— Хэш Коно, я принес рыбу, — выдохнул Ул, опуская тяжеленную корзину и заодно кланяясь.
— Не пойму, вежливый ты или из вредности так держишься, — отозвался Сото, старший сын лодочного мастера. — Иди ты… хэш Ул, покуда я добрый.
— Могли бы кинуть в меня во-он тем подарочком, — широко улыбаясь, посоветовал Ул, присмотрев у стены роскошное дубовое полено. Такое способно гореть и давать тепло так же долго, как огромная, в рост Ула, охапка бросового хвороста.
— Может, кинуть ещё и копченым окороком? Ох, нахальный ты. Полено ему отдай. Непрошенное. Без благодарности. Угрей принес?
— Да. Все крупные, из серебряной породы.

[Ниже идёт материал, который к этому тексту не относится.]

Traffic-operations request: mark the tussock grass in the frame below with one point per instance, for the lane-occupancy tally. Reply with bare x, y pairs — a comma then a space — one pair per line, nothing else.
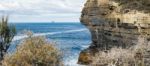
34, 51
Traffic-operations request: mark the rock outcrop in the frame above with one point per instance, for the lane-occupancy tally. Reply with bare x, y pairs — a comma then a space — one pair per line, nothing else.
114, 23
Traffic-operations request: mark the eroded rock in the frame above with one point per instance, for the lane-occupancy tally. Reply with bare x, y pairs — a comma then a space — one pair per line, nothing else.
115, 23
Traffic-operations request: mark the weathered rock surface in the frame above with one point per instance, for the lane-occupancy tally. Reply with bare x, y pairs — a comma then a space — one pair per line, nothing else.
115, 23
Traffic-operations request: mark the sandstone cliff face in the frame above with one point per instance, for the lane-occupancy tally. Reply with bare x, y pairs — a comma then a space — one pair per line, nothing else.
115, 23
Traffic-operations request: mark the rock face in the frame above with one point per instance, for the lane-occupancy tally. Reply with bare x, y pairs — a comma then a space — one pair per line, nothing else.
115, 23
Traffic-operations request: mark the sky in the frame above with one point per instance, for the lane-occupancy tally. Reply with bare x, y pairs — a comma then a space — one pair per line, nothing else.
42, 10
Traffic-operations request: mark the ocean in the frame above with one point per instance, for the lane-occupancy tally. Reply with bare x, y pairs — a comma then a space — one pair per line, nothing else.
70, 38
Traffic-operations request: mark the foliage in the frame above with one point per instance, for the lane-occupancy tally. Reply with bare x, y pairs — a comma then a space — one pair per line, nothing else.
7, 32
34, 51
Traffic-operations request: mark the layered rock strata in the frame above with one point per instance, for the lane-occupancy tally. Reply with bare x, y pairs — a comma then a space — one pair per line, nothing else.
114, 23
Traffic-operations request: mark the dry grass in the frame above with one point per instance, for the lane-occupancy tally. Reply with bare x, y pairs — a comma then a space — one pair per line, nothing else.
34, 51
134, 56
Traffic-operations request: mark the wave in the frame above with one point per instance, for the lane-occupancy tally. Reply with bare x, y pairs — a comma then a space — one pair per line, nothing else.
49, 33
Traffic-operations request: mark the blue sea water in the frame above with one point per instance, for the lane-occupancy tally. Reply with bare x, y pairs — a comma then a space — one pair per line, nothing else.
70, 38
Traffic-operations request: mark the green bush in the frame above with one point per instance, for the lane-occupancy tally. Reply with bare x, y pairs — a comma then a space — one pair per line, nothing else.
34, 51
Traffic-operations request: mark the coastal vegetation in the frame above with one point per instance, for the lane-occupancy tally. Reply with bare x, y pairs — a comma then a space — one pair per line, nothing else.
7, 32
34, 51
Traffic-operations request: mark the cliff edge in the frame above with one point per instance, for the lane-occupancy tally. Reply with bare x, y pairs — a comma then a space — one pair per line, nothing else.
114, 23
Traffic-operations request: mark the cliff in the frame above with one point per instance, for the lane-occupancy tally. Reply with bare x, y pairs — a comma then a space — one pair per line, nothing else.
114, 23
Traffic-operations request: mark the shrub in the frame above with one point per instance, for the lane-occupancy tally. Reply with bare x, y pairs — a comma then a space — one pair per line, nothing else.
7, 32
34, 51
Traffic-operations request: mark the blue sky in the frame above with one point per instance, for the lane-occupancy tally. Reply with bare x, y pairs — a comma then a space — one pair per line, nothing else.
42, 10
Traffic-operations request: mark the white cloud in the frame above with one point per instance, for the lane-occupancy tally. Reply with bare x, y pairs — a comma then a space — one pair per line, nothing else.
29, 10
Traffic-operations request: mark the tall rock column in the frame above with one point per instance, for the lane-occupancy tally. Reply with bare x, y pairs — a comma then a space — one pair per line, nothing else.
114, 23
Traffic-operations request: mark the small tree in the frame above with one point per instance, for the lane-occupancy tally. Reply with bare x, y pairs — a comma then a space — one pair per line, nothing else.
7, 32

Все ночного вылова.
— Тебя однажды утопят, — вздохнул сын лодочника, покосился по сторонам и заговорил тише. — Не знаю, как ты ловишь, что за способ. Но впредь не хвастай.
— Так я никогда…
— Именно. Только мне носи, и обязательно прикрывай бросовой плотвой, — строго велел покупатель. — Вид твой едва терпят. Прознают, что еще и добычлив сверх меры, не простят. Безденежную удачу люди способны перемогать, но серебряные угри — удача денежная. Приключись неурожай, кого назовут виновным? О мамке подумай.
— Да, хэш Коно.
— Еще раз назовешь наследником, прибью, — пообещал старший сын лодочника. Прищурился. — А поймаешь? Оно тяжелое.
— Поймаю, дядя Сото.
— Вот, дядя Сото, а то расшумелся… хэш-хэш. Тогда уговор, — задумался Сото. — Если столько сил в тебе есть, чтобы поймать, ты годен косить, пожалуй. Отнесешь полено и дуй к опушке. Проверим. Второй укос вот-вот подоспеет, трава сочная, работники же повымирали будто.
Продолжая ворчать, Сото прихватил полено, примерился, морщась и неодобрительно изучая тощее, нескладное тело найденыша. Полено весомое, его бы надвое развалить, и затем еще надвое — самое то. Тяжесть изрядная, не дерево — железо!
По всему видно, сперва Сото хотел бросить бережно, в руки. Затем вспомнил о сенокосе, посерьезнел и метнул в полную силу, целя мимо головы. Поймать оказалось просто, но полено закрутило Ула. Пришлось выдирать добычу из воздуха, плотного из-за вложенной в бросок силы. Протанцевав с дубиной на вытянутых руках два круга, Ул наконец остановился, покачнулся — но удержался. Крепче обнял добычу, притиснул к груди. От дерева пахло сухостью зимней рубки. Кора сотней твердых ногтей впивалась и щекотала живот сквозь рубаху.
— Сунь в корзину, не то папаша увидит, возьмется свое «эй» кричать на всю улицу, — усмехнулся Сото. — И на опушку бегом, понял? Сегодня трава влажная, самое то пробовать. С непривычки.
Пока Ул танцевал с упрямым поленом, его улов оказался перевален в большое корыто, так что освобожденная корзина кое-как вместила новый груз, топорща бока и похрустывая прутьями. Домой Ул не бежал — летел! Только и успел на ходу поддеть ногой две палки-дразнилки, чтобы и их осенью использовать с толком, превращая чужую злость в печное тепло.